What is Zakat?
There are five core practices in Islam which are known as the Five Pillars of Islam. The third Pillar is Zakat whereby Muslims must pay a set percentage of their total annual wealth to support those in need. Zakat is a charitable donation that is given to help those without the means to support themselves, and excess wealth is distributed in accordance with the wishes of Allah (SWT). After all, our goods and wealth are merely material possessions which do not truly belong to us.
Zakat’s meaning varies depending on context and the word is utilised in multiple ways throughout the Holy Qur’an. Generally, Zakat means to increase, grow and purify and in the context of the Five Pillars of Islam, the Zakat payment is given to purify one’s income and wealth and is a good example of the altruistic attitudes of Muslim communities. This is a key reason why Zakat is important to Muslims around the globe, as it represents their dedication to faith and charity.
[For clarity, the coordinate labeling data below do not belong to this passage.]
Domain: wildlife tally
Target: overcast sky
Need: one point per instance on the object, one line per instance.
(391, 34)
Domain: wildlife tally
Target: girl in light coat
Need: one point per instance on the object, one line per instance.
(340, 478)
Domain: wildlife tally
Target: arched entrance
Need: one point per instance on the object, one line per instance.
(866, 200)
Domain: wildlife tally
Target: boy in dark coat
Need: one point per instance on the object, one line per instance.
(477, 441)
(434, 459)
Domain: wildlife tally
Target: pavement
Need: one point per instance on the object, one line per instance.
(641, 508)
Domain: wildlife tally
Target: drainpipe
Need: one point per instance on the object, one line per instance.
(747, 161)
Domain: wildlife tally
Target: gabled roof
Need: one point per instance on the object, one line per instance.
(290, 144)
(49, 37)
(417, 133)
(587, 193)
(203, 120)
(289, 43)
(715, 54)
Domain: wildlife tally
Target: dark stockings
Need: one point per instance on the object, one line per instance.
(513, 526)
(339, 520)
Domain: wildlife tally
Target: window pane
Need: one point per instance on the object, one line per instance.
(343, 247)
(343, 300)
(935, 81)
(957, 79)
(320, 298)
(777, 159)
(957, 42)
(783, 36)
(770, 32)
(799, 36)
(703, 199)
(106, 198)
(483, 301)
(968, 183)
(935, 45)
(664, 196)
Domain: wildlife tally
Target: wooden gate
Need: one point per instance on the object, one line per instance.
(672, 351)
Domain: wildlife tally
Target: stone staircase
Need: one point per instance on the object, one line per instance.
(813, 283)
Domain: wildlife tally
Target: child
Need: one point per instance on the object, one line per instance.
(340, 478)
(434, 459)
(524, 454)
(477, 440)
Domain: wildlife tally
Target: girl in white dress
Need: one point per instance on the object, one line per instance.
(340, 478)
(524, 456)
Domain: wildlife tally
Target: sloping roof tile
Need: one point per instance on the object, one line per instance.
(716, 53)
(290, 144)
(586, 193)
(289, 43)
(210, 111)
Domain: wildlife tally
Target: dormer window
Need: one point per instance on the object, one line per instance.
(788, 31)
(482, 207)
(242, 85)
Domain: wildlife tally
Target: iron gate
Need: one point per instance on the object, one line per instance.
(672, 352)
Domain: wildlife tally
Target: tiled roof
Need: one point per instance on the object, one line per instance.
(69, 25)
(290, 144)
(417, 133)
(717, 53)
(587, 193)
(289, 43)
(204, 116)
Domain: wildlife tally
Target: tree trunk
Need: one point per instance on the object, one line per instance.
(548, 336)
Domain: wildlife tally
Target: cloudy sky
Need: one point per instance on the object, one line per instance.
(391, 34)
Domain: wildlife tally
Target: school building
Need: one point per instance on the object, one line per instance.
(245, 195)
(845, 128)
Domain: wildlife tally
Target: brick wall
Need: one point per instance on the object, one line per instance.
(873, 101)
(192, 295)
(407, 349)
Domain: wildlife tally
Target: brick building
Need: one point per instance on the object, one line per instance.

The contribution made for Zakat is a set percentage of an individual’s total profitable wealth, on the condition that their total annual combined wealth surpasses the threshold known as the nisab value.
Zakat is calculated at 2.5% of an individual's total profitable wealth above the nisab threshold, including possessions, savings and precious resources. Belongings that contribute to your comfortable day to day living, such as your clothing, your home and your car, are not included. However, any additional property and car investments must be included when calculating your Zakat.